Performance problem even after tuning...URGENT

deepak_b73 · Post by **deepak_b73** » Tue Apr 14, 2009 6:32 am

Hi,

We are facing perfromance probem in datastage.Problem is different here.
We have done all required optimization at job level. After tuning, job is taking hour to complete. Our production setup is as below.

Server : IBM P Series ( model 70)
OS : AIX 5.3
Datastage version: Enterprise edition 7.5.1

Server as 3 processors assigned. With this setu job was taking 1 hour.
I have increased processing capacity of the server by adding more processors and now it has 5 processors. But still job is taking 1 hour to complete. We checked CPU utilization when job was executing. 50% of CPU capacity was free.Still then Datastage was not using available free CPU capacity to increase performance. Why is it not taking free capacity?IS there some setting needs to be done at OS level or Datastage level to enable usage of full CPU capacity? Please help me.

Regards,
Deepak

sjfearnside · Post by **sjfearnside** » Tue Apr 14, 2009 7:06 am

Here are two other factors to look at:

1. Memory usage

2. I/O through put

Mike · Post by **Mike** » Tue Apr 14, 2009 7:23 am

You posted a server job type in the EE forum. Is it really a server job?

You have to design in most parallelism with server jobs.

Mike

deepak_b73 · Post by **deepak_b73** » Tue Apr 14, 2009 7:30 am

Hi sjfearinside,

Thanks for your response.We checked memory usage.It is under control.
Wen you say memory usage do you mean DS project folder or data folder?

I don't know how to check I/O throughput.
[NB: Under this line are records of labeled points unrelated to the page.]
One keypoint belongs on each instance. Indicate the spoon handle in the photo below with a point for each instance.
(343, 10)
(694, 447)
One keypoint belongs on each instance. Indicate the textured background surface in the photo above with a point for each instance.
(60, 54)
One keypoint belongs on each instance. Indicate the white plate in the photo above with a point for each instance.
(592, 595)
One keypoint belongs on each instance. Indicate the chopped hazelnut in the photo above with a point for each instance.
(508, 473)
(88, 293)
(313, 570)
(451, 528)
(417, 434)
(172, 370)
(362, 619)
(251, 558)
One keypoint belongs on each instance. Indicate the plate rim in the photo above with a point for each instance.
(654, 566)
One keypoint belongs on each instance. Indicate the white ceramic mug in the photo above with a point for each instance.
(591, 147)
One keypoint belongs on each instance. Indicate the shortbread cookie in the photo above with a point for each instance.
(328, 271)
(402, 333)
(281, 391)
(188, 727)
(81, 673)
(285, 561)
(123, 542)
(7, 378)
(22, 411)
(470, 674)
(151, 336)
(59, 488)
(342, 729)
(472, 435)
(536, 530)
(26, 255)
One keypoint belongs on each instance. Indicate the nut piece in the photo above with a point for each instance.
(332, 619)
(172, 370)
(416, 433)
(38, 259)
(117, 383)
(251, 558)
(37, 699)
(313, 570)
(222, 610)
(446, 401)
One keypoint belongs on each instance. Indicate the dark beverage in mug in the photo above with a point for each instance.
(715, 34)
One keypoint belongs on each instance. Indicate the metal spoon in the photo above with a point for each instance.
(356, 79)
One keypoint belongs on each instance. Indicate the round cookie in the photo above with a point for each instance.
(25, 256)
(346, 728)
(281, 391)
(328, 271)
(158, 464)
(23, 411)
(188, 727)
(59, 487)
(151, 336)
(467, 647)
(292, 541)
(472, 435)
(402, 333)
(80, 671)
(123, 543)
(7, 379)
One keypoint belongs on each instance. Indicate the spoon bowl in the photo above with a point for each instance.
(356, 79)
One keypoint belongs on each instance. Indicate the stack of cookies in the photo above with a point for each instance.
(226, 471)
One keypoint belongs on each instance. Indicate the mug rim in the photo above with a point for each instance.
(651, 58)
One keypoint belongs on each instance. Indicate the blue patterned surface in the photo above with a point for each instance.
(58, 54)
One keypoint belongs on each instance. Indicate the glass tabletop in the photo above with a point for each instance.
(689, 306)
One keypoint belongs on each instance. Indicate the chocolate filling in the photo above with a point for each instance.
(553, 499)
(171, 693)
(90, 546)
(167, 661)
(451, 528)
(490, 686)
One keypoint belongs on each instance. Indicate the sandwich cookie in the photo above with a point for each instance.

Please let me know hw to check it?

Regards,
Deepak

deepak_b73 · Post by **deepak_b73** » Tue Apr 14, 2009 7:35 am

Mike,

I have posted it in this forum since datastage version used by us is Enterprise Edition. But we are using server type and created server jobs as earlier we were using Datastage server edition. We are not using parallel job type. That is why I have posted it here.

Regards,
Deepak

Mike · Post by **Mike** » Tue Apr 14, 2009 7:44 am

Ok. If you want a server job to use more processors, then you have to design it to use more processors.

Mike

chulett · Post by **chulett** » Tue Apr 14, 2009 7:48 am

deepak_b73 wrote:I have posted it in this forum since datastage version used by us is Enterprise Edition. But we are using server type and created server jobs as earlier we were using Datastage server edition. We are not using parallel job type. That is why I have posted it here.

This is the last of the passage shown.